In a recent preliminary report, 9 (69%) of 13 patients with AS, psoriatic spondylitis, and undifferentiated spondylarthropathy who were switched from infliximab to etanercept achieved a satisfactory clinical response in terms of 50% BASDAI improvement (11). The drug was administered over a median followup period of 10 months and none of the patients withdrew from the study because of side effects or serious AEs.

In our clinical series, we observed a 54-week ASAS20, ASAS50, and ASAS70 response rate of 74%, 61%, and 39%, respectively, which was similar to that recorded by Delaunay et al (11). These percentages are higher than those reported in 2 controlled clinical trials of etanercept in patients with AS (2, 5), where ASAS20, ASAS50, and ASAS70 response rates did not exceed 66%, 49%, and 24%, respectively. The higher response rate recorded in our clinical series may be due to the different selection of patients. Indeed, 16 of 23 patients included in this study had initially responded to infliximab with acquired drug resistance due to an escape phenomenon despite dose adjustments.

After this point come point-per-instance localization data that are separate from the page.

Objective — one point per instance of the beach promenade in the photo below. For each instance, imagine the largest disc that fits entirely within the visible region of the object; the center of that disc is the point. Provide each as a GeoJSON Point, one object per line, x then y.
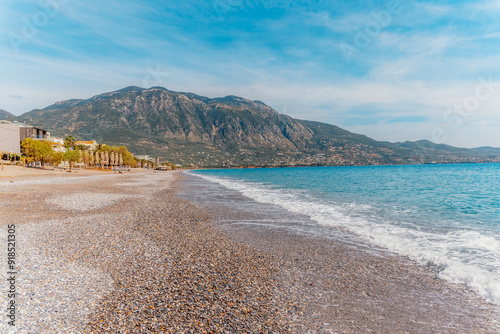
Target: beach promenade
{"type": "Point", "coordinates": [97, 252]}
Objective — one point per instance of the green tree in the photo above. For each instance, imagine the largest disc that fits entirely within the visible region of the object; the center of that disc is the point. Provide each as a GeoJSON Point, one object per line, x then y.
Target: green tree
{"type": "Point", "coordinates": [37, 151]}
{"type": "Point", "coordinates": [69, 142]}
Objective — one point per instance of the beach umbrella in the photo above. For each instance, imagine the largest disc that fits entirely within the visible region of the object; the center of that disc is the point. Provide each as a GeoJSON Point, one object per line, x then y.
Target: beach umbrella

In keeping with previous studies (5, 28), long-term administration of etanercept was characterized by a good safety profile and tolerability. Minor side effects were observed in 5 (22%) of 23 patients, with no serious AEs.

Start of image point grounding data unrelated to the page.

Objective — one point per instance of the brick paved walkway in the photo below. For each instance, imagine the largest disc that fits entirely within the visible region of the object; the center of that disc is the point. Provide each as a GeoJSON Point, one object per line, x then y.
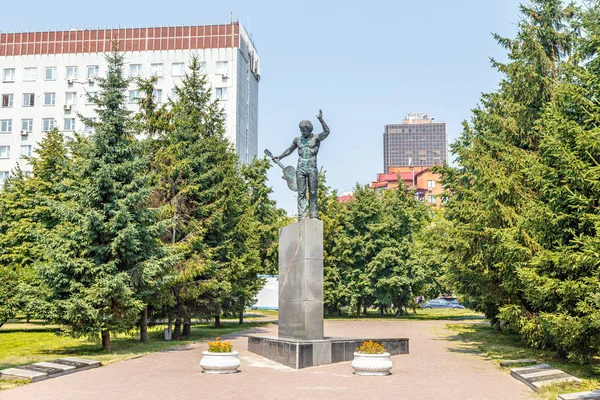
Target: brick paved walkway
{"type": "Point", "coordinates": [435, 369]}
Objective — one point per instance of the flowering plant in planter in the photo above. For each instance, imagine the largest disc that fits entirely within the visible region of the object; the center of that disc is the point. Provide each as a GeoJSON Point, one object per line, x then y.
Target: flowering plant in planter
{"type": "Point", "coordinates": [370, 347]}
{"type": "Point", "coordinates": [219, 347]}
{"type": "Point", "coordinates": [220, 358]}
{"type": "Point", "coordinates": [371, 359]}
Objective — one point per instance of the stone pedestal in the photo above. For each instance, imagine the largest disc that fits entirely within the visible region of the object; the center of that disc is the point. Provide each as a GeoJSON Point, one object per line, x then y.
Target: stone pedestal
{"type": "Point", "coordinates": [301, 280]}
{"type": "Point", "coordinates": [300, 342]}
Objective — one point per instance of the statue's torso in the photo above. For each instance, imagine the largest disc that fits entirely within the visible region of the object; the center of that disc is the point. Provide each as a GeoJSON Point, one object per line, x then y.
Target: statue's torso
{"type": "Point", "coordinates": [308, 148]}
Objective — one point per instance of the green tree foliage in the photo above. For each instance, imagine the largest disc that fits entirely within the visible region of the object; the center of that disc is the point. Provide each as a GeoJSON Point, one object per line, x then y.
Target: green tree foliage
{"type": "Point", "coordinates": [493, 184]}
{"type": "Point", "coordinates": [216, 208]}
{"type": "Point", "coordinates": [25, 219]}
{"type": "Point", "coordinates": [523, 201]}
{"type": "Point", "coordinates": [561, 280]}
{"type": "Point", "coordinates": [268, 217]}
{"type": "Point", "coordinates": [367, 250]}
{"type": "Point", "coordinates": [107, 236]}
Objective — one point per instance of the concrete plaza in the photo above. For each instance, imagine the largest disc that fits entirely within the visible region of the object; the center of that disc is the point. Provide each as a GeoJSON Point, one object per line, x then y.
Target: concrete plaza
{"type": "Point", "coordinates": [436, 368]}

In all studies of patients with AS, etanercept has been administered at a dosage of 25 mg twice weekly. However, in a large clinical series of patients with rheumatoid arthritis, etanercept given at a dosage of 50 mg once weekly demonstrated a comparable efficacy and safety with respect to 25 mg administered twice weekly. Therefore, in this study we decided to use a dosage of 50 mg once weekly. The results seem to confirm that this dose is equally effective and safe in patients with AS. Due to the current unavailability in Italy of syringes prefilled with 50 mg of etanercept, the drug was given once weekly with 2 consecutive 25-mg injections on the same day. However, single 50-mg injections once weekly will have some advantages in terms of patient compliance, drug storage, reduction of injection number, and reduction of injection site reactions.

In conclusion, our data indicate that switching to etanercept may represent a good therapeutic option for patients with AS who are resistant or intolerant to infliximab. Switching to etanercept after infliximab treatment escape restores the clinical response in the majority of patients. Moreover, etanercept, administered at a dosage of 50 mg once weekly, is effective and well tolerated in patients with AS.